Just up the [Dirt] Street
I am so fascinated with attitude. What interests me the most is how much more control I have over my emotions now, than I used to. My internet went into slo-mo today, for no fathomable reason. If I call Hugh’s Knot, I will end up talking fruitlessly, to a person seven thousand miles away, after first listening to the hideous tape on the Fair Act Policy. The first time I made the call, I geared myself up for the inevitable tech frustration, and was rewarded handsomely. After all, one of the definitions for "knot" provided by my Webster's NewWorld Dictionary is that of a problem, difficulty or entanglement.
“Good morning, sir. My name-uh ees Ralph. How ees eet that I-uh may help you?”
“Good morning, Ralph. There is something wrong with my internet service.”
“Can you eh-describe-uh to me, what eet ees that the uneet ees doing-uh?”
“Yes. It is slow-about five minutes to access a single site.”
“Yes, sir. I believe that you have-uh violated the Fair Act Policy.”
“How did I do that? All I was doing was some emailing.”
“Have you been uploading videos or downloading museec? That will treegger a slow down.”
“No, I have not. I use words, only. I have not downloaded, uploaded or unloaded any videos, movies or trucks. Please make the necessary adjustment.”
“Let me check your heestory, Sir. Yes, I can see that you have done nothing that would treegger a slow down.”
“Then you can fix it?”
“That I cannot-uh say, Sir...”
And so it goes when you call the tech-support personnel at Hugh’s Knot. Each time I call, I end up systematically breaking down over the course of the exchange, out of frustration. The first time I called, I was outraged that I was unfairly impacted, through no fault of my own. I was very demanding, and would not settle for anything other than immediate resumption of normal service. Shockingly, I got it.
I do not download music or videos. I deal in words. Words take up a fraction of the memory that videos and music take. Yet, once a month, as regularly as I get a bill from Hugh’s Knot, I get the dispensation of service.
How can a company get away with bad service?

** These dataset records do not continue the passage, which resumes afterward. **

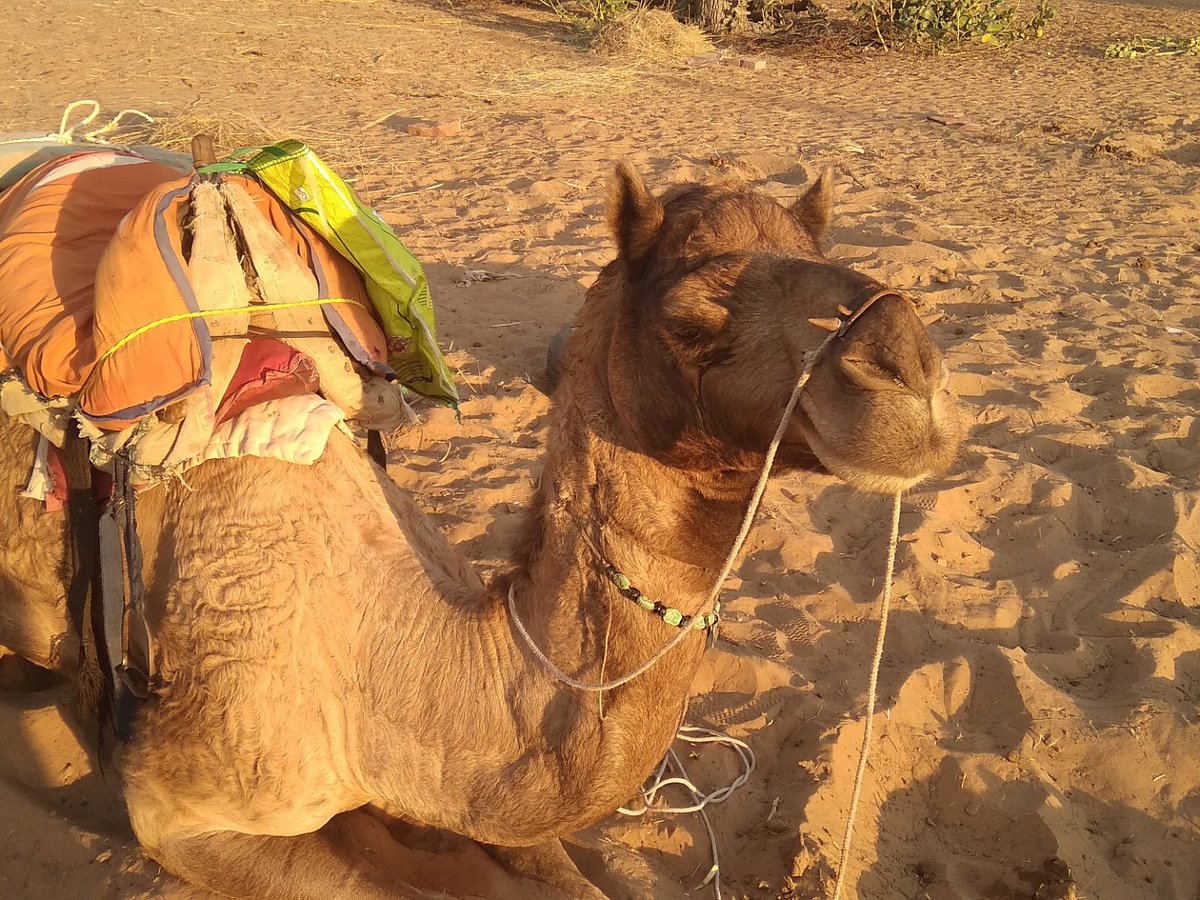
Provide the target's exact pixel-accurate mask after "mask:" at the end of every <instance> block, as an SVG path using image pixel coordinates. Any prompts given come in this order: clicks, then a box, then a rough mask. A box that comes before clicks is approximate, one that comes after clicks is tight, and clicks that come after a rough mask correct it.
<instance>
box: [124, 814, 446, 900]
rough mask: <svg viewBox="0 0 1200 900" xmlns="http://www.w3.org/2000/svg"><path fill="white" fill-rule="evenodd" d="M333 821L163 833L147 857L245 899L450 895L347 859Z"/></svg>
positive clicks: (218, 893)
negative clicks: (250, 832)
mask: <svg viewBox="0 0 1200 900" xmlns="http://www.w3.org/2000/svg"><path fill="white" fill-rule="evenodd" d="M347 839H348V835H347V833H346V830H344V829H343V828H342V827H341V826H340V824H338V823H337V822H336V821H335V822H334V823H330V826H326V827H325V828H324V829H322V830H320V832H318V833H316V834H301V835H296V836H287V838H280V836H271V835H258V834H239V833H236V832H210V833H208V834H202V835H196V836H188V838H181V836H172V835H164V836H163V838H162V839H161V840H160V841H158V844H157V846H155V847H145V850H146V852H148V854H149V856H151V857H152V858H154V859H155V860H157V862H158V863H160V864H161V865H162V866H163V868H164V869H167V870H168V871H169V872H172V874H174V875H176V876H179V877H181V878H184V880H185V881H187V882H190V883H192V884H196V886H199V887H203V888H206V889H208V890H211V892H214V893H216V894H221V895H223V896H230V898H245V899H246V900H336V899H338V898H347V900H360V899H361V900H454V899H452V898H450V895H449V894H442V893H431V892H426V890H420V889H418V888H414V887H412V886H409V884H403V883H400V882H392V881H389V880H386V878H384V877H382V876H378V874H376V872H372V871H370V869H368V868H367V866H366V864H361V865H355V860H352V859H349V858H348V853H347V851H348V847H347V846H342V845H343V844H348V842H349V841H348V840H347Z"/></svg>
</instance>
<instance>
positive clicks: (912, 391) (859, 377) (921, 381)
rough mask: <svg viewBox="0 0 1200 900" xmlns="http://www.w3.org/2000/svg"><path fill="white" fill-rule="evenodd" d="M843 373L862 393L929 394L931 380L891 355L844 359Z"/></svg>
mask: <svg viewBox="0 0 1200 900" xmlns="http://www.w3.org/2000/svg"><path fill="white" fill-rule="evenodd" d="M840 362H841V371H842V372H844V373H845V374H846V377H847V378H848V379H850V380H851V382H853V383H854V384H856V385H858V386H859V388H862V389H863V390H874V391H896V390H899V391H908V392H912V394H918V395H924V394H928V392H929V390H928V379H926V378H925V377H924V372H922V371H920V368H919V367H916V366H911V365H910V366H905V365H904V364H902V361H901V360H900V359H896V358H895V356H893V355H892V354H871V356H869V358H868V356H862V355H857V354H856V355H845V356H842V358H841V360H840Z"/></svg>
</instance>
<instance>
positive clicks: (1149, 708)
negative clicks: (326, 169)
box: [0, 0, 1200, 900]
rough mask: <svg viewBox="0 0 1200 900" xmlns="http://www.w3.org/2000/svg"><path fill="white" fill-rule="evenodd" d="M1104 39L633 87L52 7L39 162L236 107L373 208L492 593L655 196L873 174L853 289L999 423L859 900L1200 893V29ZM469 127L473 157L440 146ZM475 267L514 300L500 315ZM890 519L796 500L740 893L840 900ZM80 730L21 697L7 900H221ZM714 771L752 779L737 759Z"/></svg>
mask: <svg viewBox="0 0 1200 900" xmlns="http://www.w3.org/2000/svg"><path fill="white" fill-rule="evenodd" d="M1061 6H1062V7H1063V10H1064V16H1063V18H1062V20H1060V23H1057V26H1056V28H1055V30H1054V32H1052V36H1051V38H1049V40H1046V41H1044V42H1042V43H1038V44H1036V46H1033V47H1031V48H1028V49H1021V50H1016V52H1009V53H995V54H983V55H979V54H976V55H971V56H966V58H964V56H952V58H941V59H930V58H916V56H906V55H895V54H893V55H881V54H871V55H865V56H864V55H860V54H853V53H832V52H828V50H820V49H817V50H811V49H810V50H803V49H799V50H792V52H788V53H786V54H785V55H772V56H769V67H768V70H767V71H764V72H757V73H755V72H750V71H746V70H734V68H731V67H727V66H713V67H708V68H700V70H683V68H672V67H642V68H636V67H632V66H630V65H629V64H625V62H613V61H611V60H604V59H599V58H595V56H593V55H588V54H584V53H581V52H580V50H578V49H576V48H575V47H571V46H569V44H568V43H565V42H564V41H563V40H562V37H563V31H562V30H560V29H559V28H557V26H556V25H554V24H553V23H552V22H551V20H550V19H548V18H546V17H541V16H539V14H536V13H529V12H527V11H521V10H514V8H510V7H493V6H487V7H481V6H478V5H449V4H427V2H406V4H401V2H391V1H389V0H378V1H374V2H372V1H370V0H364V1H355V0H343V1H340V2H332V1H318V0H307V1H304V0H280V1H278V2H266V1H265V0H239V1H238V2H230V1H228V0H210V2H208V4H204V5H200V4H193V2H190V1H188V0H158V1H155V0H138V1H134V0H100V1H97V2H89V4H79V2H74V1H73V0H11V1H10V2H8V4H5V5H4V8H2V10H0V84H2V85H4V91H2V92H0V131H12V130H22V131H24V130H29V128H46V130H53V127H55V126H56V124H58V116H59V113H60V110H61V109H62V107H64V106H65V104H66V103H67V102H70V101H72V100H76V98H79V97H95V98H97V100H100V101H101V102H102V103H103V104H104V108H106V109H107V110H109V112H115V110H118V109H120V108H122V107H126V106H133V107H138V108H142V109H144V110H146V112H149V113H151V114H155V115H172V114H176V115H178V114H180V113H185V112H190V113H211V114H224V113H229V112H230V110H232V112H234V113H238V114H242V115H248V116H253V118H257V119H258V120H260V121H263V122H264V124H266V125H268V126H269V127H271V128H274V130H276V131H278V132H281V133H287V134H294V136H296V137H301V138H307V139H310V140H311V143H313V144H314V145H316V146H318V148H323V149H328V150H329V151H330V156H331V157H332V156H336V157H337V160H338V161H340V163H341V164H342V167H343V169H346V168H347V167H348V170H349V172H350V173H352V174H355V173H356V174H358V175H359V181H358V186H359V187H360V190H362V192H364V193H365V194H366V196H367V197H368V199H370V200H371V202H372V203H373V204H376V206H377V208H378V209H379V210H380V211H382V214H383V215H384V216H385V217H386V218H388V220H389V221H390V222H391V223H392V224H394V226H396V227H397V229H398V230H400V232H401V234H402V235H403V236H404V239H406V241H407V242H408V244H409V245H410V246H412V248H413V250H414V251H415V252H416V253H418V254H419V256H420V257H421V258H422V259H424V260H425V262H426V263H427V266H428V271H430V275H431V277H432V281H433V286H434V289H436V300H437V304H438V308H439V316H440V323H442V328H443V337H444V342H445V346H446V347H448V348H449V349H450V359H451V360H452V362H454V365H455V367H456V368H457V370H458V372H460V376H461V378H462V383H463V392H464V396H466V400H467V402H466V404H464V407H463V410H464V418H463V421H462V424H461V425H455V424H454V421H452V418H451V416H449V415H448V414H444V413H432V414H430V415H428V416H427V419H426V422H425V425H424V426H422V427H421V428H419V430H416V431H414V432H410V433H409V434H407V436H406V437H404V438H403V439H402V443H401V446H400V449H398V451H397V452H396V454H395V456H394V466H392V475H394V476H395V478H396V479H397V481H400V482H401V484H402V485H404V486H406V487H409V488H412V490H413V491H414V493H415V494H416V497H418V499H419V502H420V503H421V505H422V506H424V508H425V509H427V510H428V512H430V514H431V515H432V516H433V517H434V518H436V520H437V521H438V522H439V523H440V524H442V526H443V527H444V528H445V530H446V532H448V533H449V534H450V536H451V538H452V540H455V541H456V542H457V544H458V546H461V547H462V550H463V551H464V552H466V553H467V554H468V556H469V557H472V558H473V559H476V560H479V563H480V564H481V565H482V566H485V568H486V566H493V565H496V564H498V563H499V562H500V560H503V558H504V556H505V553H506V552H508V546H509V544H510V541H511V540H512V538H514V534H515V528H516V524H517V522H518V515H517V514H518V510H520V508H521V506H522V504H523V503H524V500H526V498H527V497H528V493H529V491H530V485H532V479H533V476H534V475H535V473H536V470H538V464H539V463H538V460H539V448H540V443H541V439H542V437H544V434H545V428H546V415H547V412H548V401H547V398H546V396H545V395H544V392H542V390H541V388H542V384H541V372H542V367H544V353H545V347H546V342H547V340H548V338H550V336H551V335H553V334H554V331H556V330H557V329H558V328H559V326H560V325H563V324H564V323H568V322H570V320H571V319H572V317H574V314H575V311H576V310H577V308H578V304H580V301H581V298H582V294H583V287H584V286H586V284H588V283H589V281H590V280H592V278H593V277H594V275H595V272H596V271H598V269H599V266H600V265H601V264H602V263H604V262H605V260H606V259H607V258H608V257H610V254H611V252H612V250H611V245H610V242H608V239H607V235H606V234H605V229H604V227H602V221H601V206H600V199H601V196H602V188H604V181H605V178H606V175H607V172H608V169H610V164H611V161H612V160H614V158H617V157H622V156H624V157H629V158H631V160H632V161H634V162H636V163H637V164H638V166H640V167H641V169H642V170H643V173H644V174H646V176H647V179H648V181H649V182H650V184H652V185H654V186H659V187H661V186H665V185H667V184H670V182H673V181H679V180H688V179H701V180H703V179H709V178H714V176H719V175H721V176H724V175H731V174H732V175H737V176H740V178H744V179H746V180H749V181H752V182H754V184H756V185H758V186H760V187H761V188H762V190H764V191H767V192H768V193H770V194H773V196H775V197H779V198H791V197H794V196H796V194H797V193H798V191H799V190H800V185H803V184H804V181H805V180H806V179H808V178H809V176H810V174H811V173H812V172H815V170H817V169H818V168H820V167H822V166H826V164H833V166H834V167H835V168H836V170H838V173H839V185H840V187H839V209H838V221H836V226H835V229H834V233H833V240H832V245H833V246H832V256H834V257H835V258H839V259H841V260H845V262H847V263H851V264H853V265H856V266H859V268H860V269H863V270H865V271H869V272H871V274H872V275H876V276H877V277H881V278H883V280H886V281H888V282H889V283H892V284H893V286H895V287H898V288H902V289H906V290H908V292H912V293H913V294H918V295H920V296H923V298H924V299H926V300H928V301H930V302H934V304H936V305H937V306H940V307H941V308H942V310H943V311H944V313H946V316H944V318H943V319H942V322H941V323H938V324H936V325H935V326H934V332H935V336H936V338H937V340H938V341H940V343H941V344H942V346H943V347H944V348H946V350H947V353H948V356H949V361H950V365H952V367H953V368H954V371H955V373H956V374H955V377H954V385H955V388H956V390H958V391H959V392H960V395H961V396H962V397H964V401H965V403H966V404H967V406H968V414H970V416H971V419H972V421H973V424H974V426H973V428H972V434H971V442H970V446H968V448H967V449H966V450H965V452H964V454H962V458H961V461H960V463H959V464H958V467H956V468H955V469H954V470H953V472H952V473H950V474H949V475H948V476H946V478H944V479H942V480H940V481H938V482H936V484H930V485H926V486H923V487H922V488H919V490H917V491H914V492H912V493H911V494H910V496H908V497H907V499H906V504H905V512H904V517H902V532H904V536H902V542H901V547H900V554H899V563H898V580H896V590H898V607H896V608H895V611H894V618H893V624H892V629H890V632H889V637H888V647H887V656H886V661H884V665H883V671H882V676H881V712H880V714H878V716H877V720H876V736H877V737H876V742H875V749H874V756H872V761H871V766H870V769H869V778H868V782H866V788H865V792H864V797H863V808H862V815H860V822H859V828H858V838H857V840H858V842H857V851H856V854H854V857H856V858H854V863H853V865H854V869H853V877H852V878H851V886H852V888H853V892H854V894H856V895H857V896H859V898H863V899H864V900H865V899H868V898H870V899H884V898H926V896H928V898H937V899H938V900H948V899H950V898H1033V896H1038V898H1067V896H1076V898H1096V899H1100V900H1132V899H1134V898H1162V899H1163V900H1166V899H1169V898H1175V899H1178V900H1196V898H1200V840H1198V839H1200V754H1198V750H1196V748H1198V746H1200V564H1198V551H1200V412H1198V403H1200V377H1198V376H1200V372H1198V356H1200V353H1198V348H1196V346H1198V335H1200V299H1198V295H1200V280H1198V277H1200V276H1198V264H1200V108H1198V106H1196V98H1198V97H1200V60H1198V59H1196V58H1193V59H1165V60H1146V61H1135V62H1127V61H1106V60H1104V59H1103V47H1104V46H1105V44H1106V43H1109V42H1110V41H1112V40H1115V38H1121V37H1128V36H1129V35H1130V34H1132V32H1134V31H1136V32H1140V34H1144V35H1163V34H1190V35H1195V34H1200V11H1198V8H1196V6H1195V5H1194V4H1192V2H1189V1H1188V0H1177V1H1174V2H1172V1H1171V0H1146V2H1142V4H1129V5H1121V4H1115V2H1112V4H1110V2H1081V1H1080V0H1063V2H1062V4H1061ZM929 115H937V116H942V118H947V116H948V118H949V120H950V121H954V120H964V121H967V122H971V124H972V126H973V127H972V126H967V127H962V126H954V125H942V124H937V122H934V121H930V120H929V119H928V118H926V116H929ZM446 116H452V118H458V119H461V121H462V125H463V131H462V133H461V134H460V136H457V137H451V138H442V139H428V138H418V137H410V136H407V134H404V133H403V125H404V124H407V122H408V121H410V120H413V119H428V118H433V119H438V118H446ZM466 270H486V271H488V272H492V274H496V275H498V276H503V277H502V278H499V280H496V281H488V282H473V283H469V284H467V286H458V282H460V281H463V272H464V271H466ZM886 504H887V500H886V499H880V498H872V497H866V496H860V494H856V493H854V492H852V491H850V490H847V488H846V487H844V486H840V485H838V484H835V482H833V481H832V480H829V479H823V478H809V479H799V478H788V479H782V480H780V481H778V482H775V484H774V485H773V486H772V488H770V491H769V492H768V494H767V503H766V509H764V514H763V515H762V518H761V521H760V524H758V527H757V528H756V530H755V532H754V534H752V538H751V541H750V545H749V551H748V553H746V557H745V560H744V563H743V564H742V566H740V578H738V580H734V581H733V582H732V584H731V587H730V590H728V592H727V600H728V605H727V606H728V612H730V617H728V623H727V626H726V628H725V630H724V632H722V637H724V640H722V642H721V643H720V646H719V647H718V649H716V650H715V652H713V653H712V654H710V656H709V659H708V661H707V662H706V665H704V667H703V670H702V671H701V674H700V677H698V680H697V684H696V689H697V696H696V698H695V701H694V703H692V707H691V715H690V720H691V721H692V722H695V724H700V725H708V726H713V727H720V728H724V730H726V731H728V732H730V733H732V734H734V736H737V737H740V738H743V739H745V740H748V742H749V743H750V744H751V745H752V746H754V749H755V751H756V752H757V755H758V770H757V772H756V773H755V775H754V779H752V780H751V782H750V784H749V785H748V786H746V787H745V788H744V790H743V791H742V792H739V793H738V794H736V796H734V797H733V799H731V800H730V802H728V803H726V804H725V805H724V806H720V808H718V809H716V810H715V815H714V821H715V827H716V833H718V836H719V840H720V846H721V851H722V860H724V875H725V884H726V892H727V894H731V895H733V896H748V898H782V896H787V898H810V896H816V895H820V893H821V890H822V888H827V887H828V883H829V882H828V875H829V872H830V869H832V864H833V862H834V860H835V859H836V854H838V846H839V844H840V840H841V829H842V823H844V818H845V814H846V804H847V799H848V794H850V786H851V780H852V774H853V767H854V764H856V758H857V745H858V742H859V739H860V736H862V727H863V726H862V722H860V719H859V716H860V713H862V710H863V707H864V702H865V688H866V680H868V668H869V662H870V656H871V650H872V644H874V638H875V616H876V606H875V602H876V600H877V598H878V594H880V590H881V582H880V575H881V572H882V570H883V563H884V553H886V546H884V545H886V517H887V505H886ZM68 707H70V692H68V691H67V690H66V689H65V688H64V686H50V688H49V689H43V690H34V691H30V690H24V691H16V690H10V691H8V692H7V694H5V695H4V697H2V698H0V814H2V815H0V896H4V898H30V899H40V898H61V896H76V898H133V896H160V895H168V896H193V895H196V894H194V892H190V890H188V889H185V888H180V887H179V886H178V883H176V882H174V881H173V880H172V878H170V877H169V876H166V875H163V874H162V872H161V871H160V870H158V868H157V866H156V865H155V864H154V863H151V862H149V860H146V859H144V858H143V857H142V856H140V854H139V853H138V851H137V847H136V845H134V844H133V841H132V836H131V833H130V829H128V824H127V821H126V820H125V815H124V811H122V808H121V803H120V794H119V788H118V787H116V786H114V785H113V784H112V782H113V776H112V775H110V774H109V776H108V780H107V781H106V780H104V779H103V778H102V776H101V775H100V774H98V773H96V772H95V769H94V766H92V763H90V762H89V756H88V752H86V751H85V750H84V749H83V748H84V745H86V742H85V743H84V744H80V742H79V739H78V738H77V737H76V734H74V732H73V731H72V728H71V726H70V725H68V722H70V716H68V715H66V714H65V710H66V709H67V708H68ZM692 768H694V773H692V774H694V776H695V778H696V779H697V780H700V781H702V782H703V784H706V785H715V784H718V782H720V781H721V780H724V779H727V778H728V776H730V775H731V774H732V772H733V767H732V763H731V761H728V760H727V758H726V757H724V756H721V755H720V754H719V752H716V751H704V752H702V754H700V758H698V760H695V761H692ZM575 852H576V853H577V856H578V859H580V860H581V864H582V865H583V866H584V869H586V871H588V872H589V874H590V875H592V876H593V877H594V878H595V880H596V882H598V883H600V884H601V886H602V887H604V888H605V889H606V890H607V892H608V893H611V894H612V895H613V896H617V898H624V896H637V898H647V896H655V898H679V896H685V895H690V896H703V895H707V894H704V893H703V892H696V890H694V887H695V884H696V883H697V881H698V880H700V878H701V877H702V875H703V872H704V871H706V870H707V868H708V847H707V842H706V840H704V838H703V830H702V829H701V827H700V823H698V822H697V821H696V820H695V818H694V817H688V816H684V817H679V818H674V820H662V818H653V817H652V818H648V820H643V821H634V822H631V821H628V820H617V818H616V817H614V818H613V820H612V821H610V822H606V823H604V824H602V826H601V827H599V828H595V829H593V830H592V832H590V833H588V834H584V835H581V836H580V839H578V847H577V848H576V851H575ZM1056 860H1057V862H1056ZM197 896H198V895H197Z"/></svg>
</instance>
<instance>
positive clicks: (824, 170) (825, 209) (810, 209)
mask: <svg viewBox="0 0 1200 900" xmlns="http://www.w3.org/2000/svg"><path fill="white" fill-rule="evenodd" d="M792 215H793V216H796V218H798V220H799V222H800V224H803V226H804V227H805V228H808V229H809V230H810V232H812V236H814V238H816V239H817V240H821V239H822V238H823V236H824V233H826V232H827V230H828V229H829V221H830V220H832V218H833V169H826V170H824V172H822V173H821V174H820V175H817V180H816V181H814V182H812V186H811V187H809V190H808V191H805V192H804V196H803V197H800V199H798V200H797V202H796V203H793V204H792Z"/></svg>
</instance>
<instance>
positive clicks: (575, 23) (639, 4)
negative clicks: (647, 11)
mask: <svg viewBox="0 0 1200 900" xmlns="http://www.w3.org/2000/svg"><path fill="white" fill-rule="evenodd" d="M540 2H541V5H542V6H545V7H546V8H548V10H550V11H551V12H552V13H554V14H556V16H557V17H558V18H559V19H562V20H563V22H564V23H566V24H568V25H570V26H571V30H572V31H575V32H577V34H581V35H589V34H590V32H592V31H594V30H595V29H596V28H598V26H600V25H602V24H604V23H606V22H612V20H613V19H616V18H618V17H619V16H622V14H623V13H626V12H629V11H630V10H635V8H637V7H638V6H640V5H641V4H640V1H638V0H540Z"/></svg>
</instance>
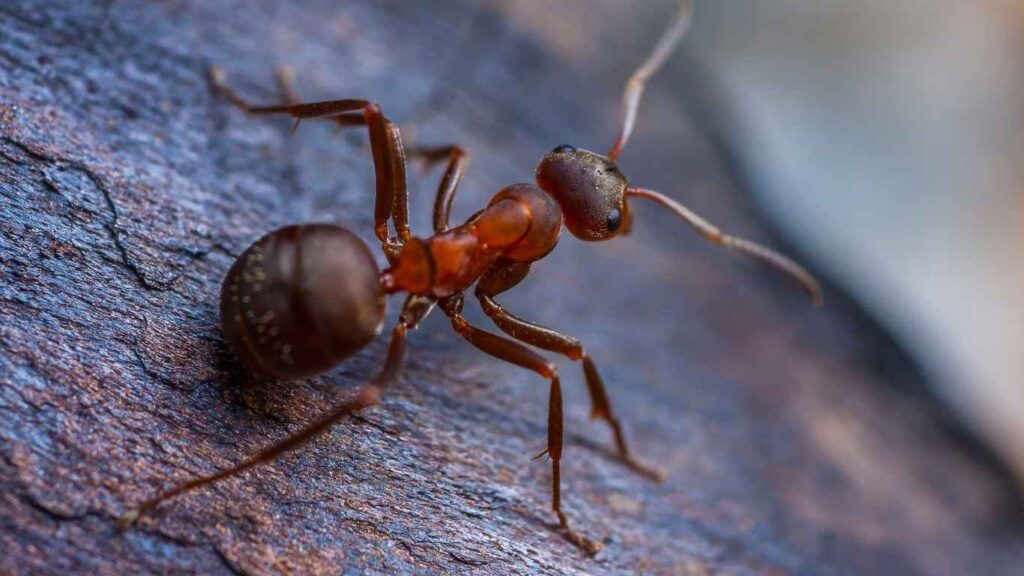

They can because we live in a rural area. Because we do not have the numbers of an urban setting, they can rake us over the coals. If you don’t like it SIr, just try the provider up the [dirt] street.
That is why I no longer take the time, nor expend the energy, to place a call to a company with such low concern for its customers. Now when I encounter the slow-downs, I swallow my irritation, focus on my word processor, and use the net only when I need to post a piece on my blog, or make a comment on another.
When I decide to invest the time to use the net during a slow down, I resign myself to five minute delays, between steps in the process. Therefore, I do not sit in front of my laptop; I occupy myself with another task, such as clearing off everything from the pool table. Work five minutes, drift back to the computer, enter another command, and return to the pool table.
Is it annoying? Sure, it is, but it is also a lot better than either getting mad, or not being able to access the net at all. The point I am trying to make, is that it is all in my head. I can make the determination that I am going to embark on a course of action that allows me to stay as relaxed as possible, with no room for variation, and have a smooth go of it. Or I can attempt the impossible, by getting Hugh’s Knot to make the necessary adjustment in the shop, to allow me normal access to the net.
Unfortunately, the first time’s success sent me the wrong message. if I call up and work hard to assert myself, I get what I want, but I pay a steep price. If I take the road of less resistance, I end up with poor internet service all day. Well, at least I have a choice, and I choose to go the easy route, even if it seems that Hugh’s Knot gets the better end of the deal.